À Maria eu dedico estas singelas palavras, com todo o respeito na desmedida do impossível dentro deste recinto aberto, recito que, embora merecedora de poemas em forma fixa, com versos metrificados e tudo o mais que um verdadeiro mentiroso seria capaz de compor, vai ter de contentardes com essa maledicente prosa poética, é tudo o que tenho.

A Maria, antes mesmo de se confessar artífice da palavra, deixou-se levar pela prosa fiada deste humilde discípulo que, embasado em Teoria, atreve-se a discorrer na prática o que lhe é concedido. Dos subsídios que provêm de Maria, vai tecendo timidamente sua literatura sem-vergonha, vã filosofia da linguagem. Integrante desse esquema de corrupção de palavras, algo que os linguistas chamariam uma desconformidade entre significantes e significados, a Maria é tudo, menos inocente.
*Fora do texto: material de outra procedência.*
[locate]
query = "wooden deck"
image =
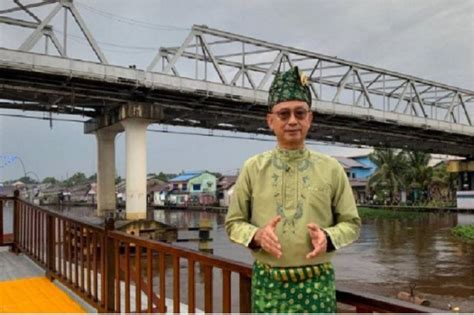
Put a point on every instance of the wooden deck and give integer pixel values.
(116, 272)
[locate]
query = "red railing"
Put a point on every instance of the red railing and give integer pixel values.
(117, 272)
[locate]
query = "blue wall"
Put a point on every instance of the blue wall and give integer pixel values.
(363, 173)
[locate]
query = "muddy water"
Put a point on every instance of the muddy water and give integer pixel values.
(389, 253)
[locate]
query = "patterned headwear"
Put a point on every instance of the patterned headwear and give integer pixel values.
(289, 86)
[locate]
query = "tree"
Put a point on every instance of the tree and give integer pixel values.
(50, 180)
(76, 179)
(419, 173)
(27, 180)
(388, 179)
(443, 183)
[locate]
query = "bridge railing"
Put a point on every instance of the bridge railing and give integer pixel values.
(117, 272)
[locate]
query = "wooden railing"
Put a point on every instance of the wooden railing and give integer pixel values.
(117, 272)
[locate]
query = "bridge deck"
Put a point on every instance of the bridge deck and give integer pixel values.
(24, 288)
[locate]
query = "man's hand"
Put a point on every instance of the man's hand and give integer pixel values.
(267, 239)
(318, 239)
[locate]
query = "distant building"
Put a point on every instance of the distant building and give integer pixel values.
(355, 169)
(225, 189)
(358, 170)
(368, 169)
(193, 188)
(157, 190)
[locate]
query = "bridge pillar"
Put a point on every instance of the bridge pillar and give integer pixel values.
(135, 138)
(133, 117)
(106, 202)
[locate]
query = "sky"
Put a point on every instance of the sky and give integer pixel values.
(429, 39)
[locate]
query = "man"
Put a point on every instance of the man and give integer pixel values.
(293, 208)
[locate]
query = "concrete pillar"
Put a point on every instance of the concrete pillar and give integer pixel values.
(135, 138)
(106, 202)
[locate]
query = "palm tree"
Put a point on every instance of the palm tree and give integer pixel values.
(443, 184)
(419, 173)
(389, 177)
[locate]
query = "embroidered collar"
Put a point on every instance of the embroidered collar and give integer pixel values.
(291, 155)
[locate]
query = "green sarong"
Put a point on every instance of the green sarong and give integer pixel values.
(308, 289)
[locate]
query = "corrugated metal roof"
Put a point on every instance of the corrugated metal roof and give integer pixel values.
(349, 163)
(186, 176)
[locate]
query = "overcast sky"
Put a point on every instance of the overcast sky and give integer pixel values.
(429, 39)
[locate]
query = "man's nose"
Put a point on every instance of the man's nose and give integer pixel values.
(292, 120)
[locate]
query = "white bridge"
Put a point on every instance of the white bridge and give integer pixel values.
(219, 80)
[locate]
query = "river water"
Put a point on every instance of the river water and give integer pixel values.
(389, 255)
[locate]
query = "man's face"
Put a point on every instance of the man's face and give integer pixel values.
(290, 121)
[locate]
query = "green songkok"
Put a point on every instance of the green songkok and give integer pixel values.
(289, 86)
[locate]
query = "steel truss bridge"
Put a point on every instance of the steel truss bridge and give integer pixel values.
(219, 80)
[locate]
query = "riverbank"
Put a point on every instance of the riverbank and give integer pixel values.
(374, 213)
(441, 302)
(464, 232)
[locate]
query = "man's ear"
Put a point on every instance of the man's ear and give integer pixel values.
(269, 119)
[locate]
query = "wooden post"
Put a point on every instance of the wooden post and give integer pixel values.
(50, 247)
(109, 271)
(16, 223)
(1, 222)
(245, 294)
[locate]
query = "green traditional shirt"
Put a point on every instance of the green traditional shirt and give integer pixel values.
(302, 187)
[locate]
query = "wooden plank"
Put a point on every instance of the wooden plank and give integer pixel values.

Se o poeta é um rufião, a Maria é a proprietária do bordel. A Maria é a medida racional das passionais orações às quais o suposto escritor se devota.

Amaria tudo o que não fosse mero vômito de idéias no papel. Inspirar não seria o verbo comumente por ela empregado, a Maria é um tanto quanto cética no que se refere a esses mitos românticos. Prefere acreditar no trabalho estético a que se dedicam esses marceneiros da palavra, sempre lapidando aqui e ali a estrutura, não se dão por satisfeitos tão facilmente. A todo canto levam seus instrumentos semânticos, sintáticos, lexicais...
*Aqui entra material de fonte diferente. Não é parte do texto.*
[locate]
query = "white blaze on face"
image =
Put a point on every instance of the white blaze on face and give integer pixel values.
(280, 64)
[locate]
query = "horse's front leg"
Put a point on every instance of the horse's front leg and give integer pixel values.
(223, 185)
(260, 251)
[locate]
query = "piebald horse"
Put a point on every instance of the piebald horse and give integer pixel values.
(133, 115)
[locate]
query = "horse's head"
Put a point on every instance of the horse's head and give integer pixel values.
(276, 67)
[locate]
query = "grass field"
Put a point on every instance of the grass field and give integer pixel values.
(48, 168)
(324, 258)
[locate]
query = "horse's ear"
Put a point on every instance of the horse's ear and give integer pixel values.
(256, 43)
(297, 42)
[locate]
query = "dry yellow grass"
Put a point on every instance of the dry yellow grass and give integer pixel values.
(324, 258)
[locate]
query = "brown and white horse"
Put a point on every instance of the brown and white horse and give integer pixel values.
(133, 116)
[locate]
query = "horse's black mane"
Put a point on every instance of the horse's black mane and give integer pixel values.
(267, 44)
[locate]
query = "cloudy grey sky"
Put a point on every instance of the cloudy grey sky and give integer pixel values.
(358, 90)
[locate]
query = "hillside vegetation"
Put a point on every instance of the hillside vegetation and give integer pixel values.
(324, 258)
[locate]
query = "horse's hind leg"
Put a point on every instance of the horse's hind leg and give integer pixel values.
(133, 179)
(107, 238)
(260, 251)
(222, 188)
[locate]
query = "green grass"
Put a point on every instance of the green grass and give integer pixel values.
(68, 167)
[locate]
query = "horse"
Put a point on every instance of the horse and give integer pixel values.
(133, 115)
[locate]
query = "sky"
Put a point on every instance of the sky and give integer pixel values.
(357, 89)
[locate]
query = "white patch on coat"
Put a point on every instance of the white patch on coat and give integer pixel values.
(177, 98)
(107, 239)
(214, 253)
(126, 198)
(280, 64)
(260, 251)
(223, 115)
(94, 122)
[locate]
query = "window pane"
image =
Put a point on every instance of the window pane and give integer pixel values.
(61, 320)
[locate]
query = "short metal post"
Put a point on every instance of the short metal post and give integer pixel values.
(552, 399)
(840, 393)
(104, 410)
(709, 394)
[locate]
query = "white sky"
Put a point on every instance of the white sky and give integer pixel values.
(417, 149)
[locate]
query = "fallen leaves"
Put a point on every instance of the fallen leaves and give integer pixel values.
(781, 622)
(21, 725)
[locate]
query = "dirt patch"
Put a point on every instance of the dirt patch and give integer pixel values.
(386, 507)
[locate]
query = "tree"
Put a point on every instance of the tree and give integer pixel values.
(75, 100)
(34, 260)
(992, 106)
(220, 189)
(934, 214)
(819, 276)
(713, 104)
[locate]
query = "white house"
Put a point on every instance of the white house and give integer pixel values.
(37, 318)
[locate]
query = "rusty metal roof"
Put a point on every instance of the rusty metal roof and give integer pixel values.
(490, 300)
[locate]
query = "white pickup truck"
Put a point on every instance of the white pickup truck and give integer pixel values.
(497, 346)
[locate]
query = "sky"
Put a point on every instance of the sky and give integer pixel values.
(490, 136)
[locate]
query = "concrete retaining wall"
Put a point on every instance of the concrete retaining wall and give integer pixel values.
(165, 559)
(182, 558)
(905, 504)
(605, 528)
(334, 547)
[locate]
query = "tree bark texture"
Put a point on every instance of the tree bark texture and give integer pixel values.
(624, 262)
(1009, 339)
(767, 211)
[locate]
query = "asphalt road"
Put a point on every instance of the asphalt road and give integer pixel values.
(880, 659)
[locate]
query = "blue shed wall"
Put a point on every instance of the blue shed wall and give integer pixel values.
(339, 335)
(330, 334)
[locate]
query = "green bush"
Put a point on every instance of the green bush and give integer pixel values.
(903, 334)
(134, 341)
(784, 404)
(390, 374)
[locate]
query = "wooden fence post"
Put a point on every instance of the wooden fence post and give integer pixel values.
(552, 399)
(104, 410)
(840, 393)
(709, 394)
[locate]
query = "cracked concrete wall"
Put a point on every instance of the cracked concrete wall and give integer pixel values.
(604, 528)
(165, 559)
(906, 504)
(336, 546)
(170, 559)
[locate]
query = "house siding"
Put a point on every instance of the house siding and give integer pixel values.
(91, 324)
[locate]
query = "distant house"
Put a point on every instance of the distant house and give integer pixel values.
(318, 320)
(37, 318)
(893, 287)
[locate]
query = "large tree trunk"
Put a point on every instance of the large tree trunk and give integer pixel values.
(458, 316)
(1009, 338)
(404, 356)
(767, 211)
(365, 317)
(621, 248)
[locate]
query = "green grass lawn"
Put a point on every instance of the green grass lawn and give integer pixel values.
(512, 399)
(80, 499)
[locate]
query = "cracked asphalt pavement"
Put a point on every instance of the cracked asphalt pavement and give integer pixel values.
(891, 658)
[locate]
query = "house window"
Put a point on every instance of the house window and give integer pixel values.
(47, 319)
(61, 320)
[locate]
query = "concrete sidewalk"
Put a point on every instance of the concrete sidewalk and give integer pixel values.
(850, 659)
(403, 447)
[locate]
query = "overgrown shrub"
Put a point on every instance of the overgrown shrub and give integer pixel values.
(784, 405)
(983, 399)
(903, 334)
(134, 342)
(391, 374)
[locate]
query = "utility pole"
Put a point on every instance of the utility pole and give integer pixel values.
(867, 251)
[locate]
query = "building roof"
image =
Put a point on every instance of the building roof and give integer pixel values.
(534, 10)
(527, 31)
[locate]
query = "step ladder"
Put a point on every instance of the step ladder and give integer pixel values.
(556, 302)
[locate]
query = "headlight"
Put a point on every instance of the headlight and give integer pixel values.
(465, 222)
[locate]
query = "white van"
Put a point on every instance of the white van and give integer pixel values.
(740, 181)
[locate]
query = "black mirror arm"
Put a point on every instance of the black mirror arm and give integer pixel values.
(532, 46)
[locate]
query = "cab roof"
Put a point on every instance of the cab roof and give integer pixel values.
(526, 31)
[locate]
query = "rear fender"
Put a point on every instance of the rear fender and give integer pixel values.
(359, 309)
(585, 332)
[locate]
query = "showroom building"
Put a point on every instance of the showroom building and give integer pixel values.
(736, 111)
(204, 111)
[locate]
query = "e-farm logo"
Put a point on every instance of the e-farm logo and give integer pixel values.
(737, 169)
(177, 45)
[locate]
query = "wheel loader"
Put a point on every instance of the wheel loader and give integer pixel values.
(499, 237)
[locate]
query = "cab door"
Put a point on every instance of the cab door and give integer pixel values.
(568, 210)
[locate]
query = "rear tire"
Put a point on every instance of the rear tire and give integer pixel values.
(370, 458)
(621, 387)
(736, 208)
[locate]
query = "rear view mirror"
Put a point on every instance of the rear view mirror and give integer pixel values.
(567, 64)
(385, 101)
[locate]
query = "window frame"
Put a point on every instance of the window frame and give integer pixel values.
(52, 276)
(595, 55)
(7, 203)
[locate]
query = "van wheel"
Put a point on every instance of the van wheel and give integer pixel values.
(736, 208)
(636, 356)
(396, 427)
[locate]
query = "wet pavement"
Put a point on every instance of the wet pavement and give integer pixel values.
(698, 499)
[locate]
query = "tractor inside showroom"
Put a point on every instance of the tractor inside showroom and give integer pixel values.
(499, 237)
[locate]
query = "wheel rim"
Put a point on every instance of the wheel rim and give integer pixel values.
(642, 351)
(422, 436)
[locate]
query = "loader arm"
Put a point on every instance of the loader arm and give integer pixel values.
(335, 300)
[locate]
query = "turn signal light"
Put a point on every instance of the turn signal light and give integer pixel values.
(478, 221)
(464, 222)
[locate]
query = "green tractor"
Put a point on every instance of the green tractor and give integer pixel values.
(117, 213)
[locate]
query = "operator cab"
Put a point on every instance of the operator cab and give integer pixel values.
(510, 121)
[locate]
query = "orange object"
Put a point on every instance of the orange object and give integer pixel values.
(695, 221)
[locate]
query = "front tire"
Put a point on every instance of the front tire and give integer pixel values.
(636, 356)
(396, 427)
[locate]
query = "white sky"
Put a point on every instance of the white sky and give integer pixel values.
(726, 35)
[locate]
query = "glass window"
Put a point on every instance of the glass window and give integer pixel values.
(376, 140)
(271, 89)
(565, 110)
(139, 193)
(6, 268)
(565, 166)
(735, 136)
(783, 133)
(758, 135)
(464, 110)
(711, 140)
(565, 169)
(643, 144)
Eis que emprego todas as conjunções adversativas para tentar entender que a Maria não se faz mais presente. Uma lágrima verte agora e faz de conta ser riacho, percorre o meu rosto rumo ao papel que se encontra entre minhas mãos. Juntam-se a ela outras e logo parece ser um rio caudaloso desaguando na foz do poema, borrando as letras e então se torna difícil trabalhar a linguagem de maneira literária... É como se depois de dois anos carregando a tua bagagem, ficasse tu nas gares e tenho eu de seguir sozinho, meio sem rumo ainda, perdido, perdido como um pobre bicho com os sentidos alterados. Foste a melhor companheira de viagem que já tive.

Amar ia, de coração este poema, não fosse que a gente finge não ter um quando tem nas mãos a pena. E também isso eu aprendi com a Maria. Mas meu pranto não é literatura, é vulgarmente sentimento, saudade anunciada de escutar teus dizeres toda semana ecoando em minha alma, teus saberes apressando a minha calma.

Ah Maria! Vai-te pela estrada da vida, ama, ria e segue o teu caminho que não é mais o meu. Tens aqui um admirador que por ti acreditou ser poeta, que bebeu da tua fonte de sabedoria e agora se submete ao crivo da tua severa análise, Maria.